I teraz jestem w kropce. 
Pozdrawiam

Dzięki za odzew

----------


## beton44

ciekawe czy kierownik budowy 
zamierza wpisać w dziennik budowy:

coś o "zgodnym z projektem wykonaniu ław fundamentowych"   :Confused:

----------


## A_dam

Witam!
Czyli robić (już jutro) szalunki na 30x60 i spać spokojnie ...

Tu http://www.budostrada.pl/artykuly_str.php?kat_gl=&id=82 znalazłem "ławy o innych" wymiarach. 
Poniżej wklejam fragment tekstu.

Jak najczęściej posadawia się domy jednorodzinne?

Najpopularniejszym sposobem fundamentowania domów jednorodzinnych są ławy betonowe.
Wykonuje się je w gruntach o dość dobrej nośności - powyżej 150 kPa (czyli takich, które wytrzymują nacisk 15 t na 1m2). Ławy pod dom jednorodzinny mają zwykle 30-40 cm wysokości oraz szerokość dostosowaną do obciążenia i nośności gruntu - przeważnie 40-80 cm.
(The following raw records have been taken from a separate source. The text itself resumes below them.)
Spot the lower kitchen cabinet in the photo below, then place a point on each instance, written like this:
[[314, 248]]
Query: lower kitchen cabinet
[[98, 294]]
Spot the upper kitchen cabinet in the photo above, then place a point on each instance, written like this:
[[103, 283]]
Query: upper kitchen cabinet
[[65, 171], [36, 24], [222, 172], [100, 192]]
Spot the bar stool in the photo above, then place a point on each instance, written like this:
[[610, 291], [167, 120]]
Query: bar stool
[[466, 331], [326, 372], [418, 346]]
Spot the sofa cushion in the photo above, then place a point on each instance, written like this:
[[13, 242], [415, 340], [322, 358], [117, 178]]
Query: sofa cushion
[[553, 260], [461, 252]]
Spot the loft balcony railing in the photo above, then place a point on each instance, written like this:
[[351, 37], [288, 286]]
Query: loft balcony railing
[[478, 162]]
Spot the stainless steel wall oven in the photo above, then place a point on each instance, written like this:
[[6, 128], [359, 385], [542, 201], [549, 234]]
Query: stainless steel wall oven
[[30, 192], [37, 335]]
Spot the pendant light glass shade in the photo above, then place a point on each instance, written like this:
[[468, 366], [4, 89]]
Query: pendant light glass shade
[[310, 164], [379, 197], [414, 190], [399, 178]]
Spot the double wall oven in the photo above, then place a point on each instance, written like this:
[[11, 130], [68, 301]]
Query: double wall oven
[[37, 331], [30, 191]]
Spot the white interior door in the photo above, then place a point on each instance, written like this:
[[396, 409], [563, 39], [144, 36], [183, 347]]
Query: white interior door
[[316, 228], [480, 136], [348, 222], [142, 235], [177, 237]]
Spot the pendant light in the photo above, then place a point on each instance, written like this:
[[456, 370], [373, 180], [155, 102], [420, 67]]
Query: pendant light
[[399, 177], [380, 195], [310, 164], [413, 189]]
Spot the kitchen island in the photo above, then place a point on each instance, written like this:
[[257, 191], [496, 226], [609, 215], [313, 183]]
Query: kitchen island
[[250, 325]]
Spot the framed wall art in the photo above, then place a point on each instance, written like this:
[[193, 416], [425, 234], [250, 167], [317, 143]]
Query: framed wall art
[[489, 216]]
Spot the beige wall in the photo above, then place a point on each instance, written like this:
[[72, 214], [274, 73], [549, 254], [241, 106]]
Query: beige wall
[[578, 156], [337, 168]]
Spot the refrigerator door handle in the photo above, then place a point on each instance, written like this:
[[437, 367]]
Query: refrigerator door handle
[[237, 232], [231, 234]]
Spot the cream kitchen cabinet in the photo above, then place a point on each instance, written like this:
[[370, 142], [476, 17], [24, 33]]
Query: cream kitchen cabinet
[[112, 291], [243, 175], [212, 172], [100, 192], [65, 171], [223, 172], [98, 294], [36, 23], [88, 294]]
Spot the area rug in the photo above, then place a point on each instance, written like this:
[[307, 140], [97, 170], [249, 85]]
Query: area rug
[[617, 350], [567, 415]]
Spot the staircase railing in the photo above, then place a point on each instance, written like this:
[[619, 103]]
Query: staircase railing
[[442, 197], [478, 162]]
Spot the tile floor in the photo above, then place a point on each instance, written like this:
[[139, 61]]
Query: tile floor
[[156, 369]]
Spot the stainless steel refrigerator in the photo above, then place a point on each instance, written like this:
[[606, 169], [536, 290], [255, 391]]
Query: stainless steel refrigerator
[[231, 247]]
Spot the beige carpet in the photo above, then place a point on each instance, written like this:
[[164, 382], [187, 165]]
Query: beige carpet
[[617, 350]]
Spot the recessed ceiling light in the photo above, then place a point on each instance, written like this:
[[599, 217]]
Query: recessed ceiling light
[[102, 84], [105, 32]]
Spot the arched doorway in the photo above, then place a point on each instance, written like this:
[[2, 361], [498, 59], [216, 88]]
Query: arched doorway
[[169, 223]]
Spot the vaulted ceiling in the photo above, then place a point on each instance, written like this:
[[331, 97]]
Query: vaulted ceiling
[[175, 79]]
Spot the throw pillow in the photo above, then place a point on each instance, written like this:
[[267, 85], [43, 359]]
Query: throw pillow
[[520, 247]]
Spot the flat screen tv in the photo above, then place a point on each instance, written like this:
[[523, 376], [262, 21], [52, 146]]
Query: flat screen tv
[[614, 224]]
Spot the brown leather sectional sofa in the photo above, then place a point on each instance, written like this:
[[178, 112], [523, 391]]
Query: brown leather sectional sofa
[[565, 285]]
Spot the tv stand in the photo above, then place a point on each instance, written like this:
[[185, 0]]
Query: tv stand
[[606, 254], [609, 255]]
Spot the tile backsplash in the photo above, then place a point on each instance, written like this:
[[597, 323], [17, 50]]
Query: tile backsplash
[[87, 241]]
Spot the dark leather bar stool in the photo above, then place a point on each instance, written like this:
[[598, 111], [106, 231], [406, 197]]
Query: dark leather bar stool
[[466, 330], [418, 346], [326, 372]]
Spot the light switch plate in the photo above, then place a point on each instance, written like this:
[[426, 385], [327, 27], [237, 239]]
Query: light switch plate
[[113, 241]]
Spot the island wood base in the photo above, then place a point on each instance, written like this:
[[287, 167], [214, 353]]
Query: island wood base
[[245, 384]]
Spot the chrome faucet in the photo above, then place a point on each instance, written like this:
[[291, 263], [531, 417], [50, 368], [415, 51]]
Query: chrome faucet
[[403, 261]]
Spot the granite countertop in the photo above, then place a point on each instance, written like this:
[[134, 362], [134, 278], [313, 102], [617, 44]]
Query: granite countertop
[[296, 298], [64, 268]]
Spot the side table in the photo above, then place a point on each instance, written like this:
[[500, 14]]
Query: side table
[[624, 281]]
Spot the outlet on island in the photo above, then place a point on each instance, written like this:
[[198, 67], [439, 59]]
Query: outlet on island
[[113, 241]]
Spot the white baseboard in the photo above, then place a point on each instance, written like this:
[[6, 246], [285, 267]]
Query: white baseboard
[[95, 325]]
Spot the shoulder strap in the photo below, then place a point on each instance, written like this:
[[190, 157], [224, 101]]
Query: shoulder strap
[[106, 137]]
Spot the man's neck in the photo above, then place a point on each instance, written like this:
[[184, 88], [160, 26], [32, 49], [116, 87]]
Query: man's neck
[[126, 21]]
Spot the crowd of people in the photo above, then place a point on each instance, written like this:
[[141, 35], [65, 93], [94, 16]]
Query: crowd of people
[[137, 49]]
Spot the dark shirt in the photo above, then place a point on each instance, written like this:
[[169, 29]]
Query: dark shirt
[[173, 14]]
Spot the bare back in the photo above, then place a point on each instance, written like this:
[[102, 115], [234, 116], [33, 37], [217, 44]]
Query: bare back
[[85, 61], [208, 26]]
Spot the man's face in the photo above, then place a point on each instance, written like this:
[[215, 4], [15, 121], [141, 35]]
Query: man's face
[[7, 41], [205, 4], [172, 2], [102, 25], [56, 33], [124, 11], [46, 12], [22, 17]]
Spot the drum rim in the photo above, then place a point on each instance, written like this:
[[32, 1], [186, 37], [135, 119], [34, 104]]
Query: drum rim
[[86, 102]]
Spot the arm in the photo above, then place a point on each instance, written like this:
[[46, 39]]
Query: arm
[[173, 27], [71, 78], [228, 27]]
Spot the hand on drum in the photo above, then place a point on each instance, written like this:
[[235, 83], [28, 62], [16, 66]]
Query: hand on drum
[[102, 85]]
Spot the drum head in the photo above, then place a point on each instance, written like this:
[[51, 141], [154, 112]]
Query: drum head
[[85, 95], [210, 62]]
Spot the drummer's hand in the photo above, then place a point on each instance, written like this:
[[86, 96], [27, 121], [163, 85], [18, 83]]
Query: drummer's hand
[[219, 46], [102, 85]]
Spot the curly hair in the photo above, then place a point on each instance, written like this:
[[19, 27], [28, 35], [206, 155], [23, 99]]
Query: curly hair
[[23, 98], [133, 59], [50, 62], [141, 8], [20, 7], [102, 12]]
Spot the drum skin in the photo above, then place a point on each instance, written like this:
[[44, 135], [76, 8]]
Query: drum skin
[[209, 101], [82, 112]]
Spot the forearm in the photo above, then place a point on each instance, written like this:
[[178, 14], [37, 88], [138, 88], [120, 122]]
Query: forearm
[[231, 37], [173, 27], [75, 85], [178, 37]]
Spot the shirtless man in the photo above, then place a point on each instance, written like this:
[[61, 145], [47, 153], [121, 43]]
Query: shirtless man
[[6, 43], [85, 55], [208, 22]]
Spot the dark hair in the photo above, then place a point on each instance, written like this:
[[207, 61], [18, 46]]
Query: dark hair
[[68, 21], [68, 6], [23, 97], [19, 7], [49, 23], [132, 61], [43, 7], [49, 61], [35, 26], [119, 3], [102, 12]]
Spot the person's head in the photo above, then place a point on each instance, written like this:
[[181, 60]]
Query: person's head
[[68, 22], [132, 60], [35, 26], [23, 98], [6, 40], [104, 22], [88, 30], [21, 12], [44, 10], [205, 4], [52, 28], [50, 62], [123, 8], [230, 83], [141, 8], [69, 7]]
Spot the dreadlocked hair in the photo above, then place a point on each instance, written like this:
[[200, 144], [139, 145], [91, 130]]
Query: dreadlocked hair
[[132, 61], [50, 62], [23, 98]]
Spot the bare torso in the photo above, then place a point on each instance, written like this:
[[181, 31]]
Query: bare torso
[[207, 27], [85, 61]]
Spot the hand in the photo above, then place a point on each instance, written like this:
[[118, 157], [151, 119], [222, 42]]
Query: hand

Pod uwagę bierze się też szerokość ścian fundamentowych - ława musi wystawać przynajmniej po 5 cm z obu stron ściany.
Na ławach wykonuje się ściany fundamentowe - jedno-, dwu- lub trójwarstwowe, które zwykle wystają 30-50 cm powyżej poziomu terenu. Szerokość ścian najczęściej wynosi 25-50 cm i zależy przede wszystkim od sposobu ich ocieplenia oraz projektowanej grubości i rodzaju ścian nośnych.

Pozdrawiam.

----------


## Oceanos

Tu się nie ma co zastanawiać nad zmniejszaniem wymiarów ław tylko robić tak jak w projekcie. Ja mam w projekcie B-15 a będę dawał B-20 i kierownik budowy mówi - pełna akceptacja.
I nie zmieniać. Strzemiona też będziesz zmieniał ?
Pozdro

----------


## A_dam

Witam!
Strzemiona pozostają takie same. Ściana fundamentowa (25 cm szeroka) z bloczków betonowych. Na niej nośna 30 cm z maksów + 10 cm ocieplenia. 
Pozdrawiam.

----------


## swistak81

A ja się podłączę pod temat, bo też będę za miesiąc lał fundamenty.
A mam inne pytanie.
Mam ławy 30x60 które chcę zalać w grunt (plus oczywiście zbrojenie, którego de facto w projekcie nie ma). A pytanie jest takie:
Czy potem zamiast szalować i lać fundament - mogę robić od razu ściankę z bloczków betonowych? Byłoby wtedy 8-9 warstw tych bloczków (szer. 25cm) no a potem beton komórkowy szer. 24cm...

----------

> ... Czy potem zamiast szalować i lać fundament - mogę robić od razu ściankę z bloczków betonowych?...


możesz

----------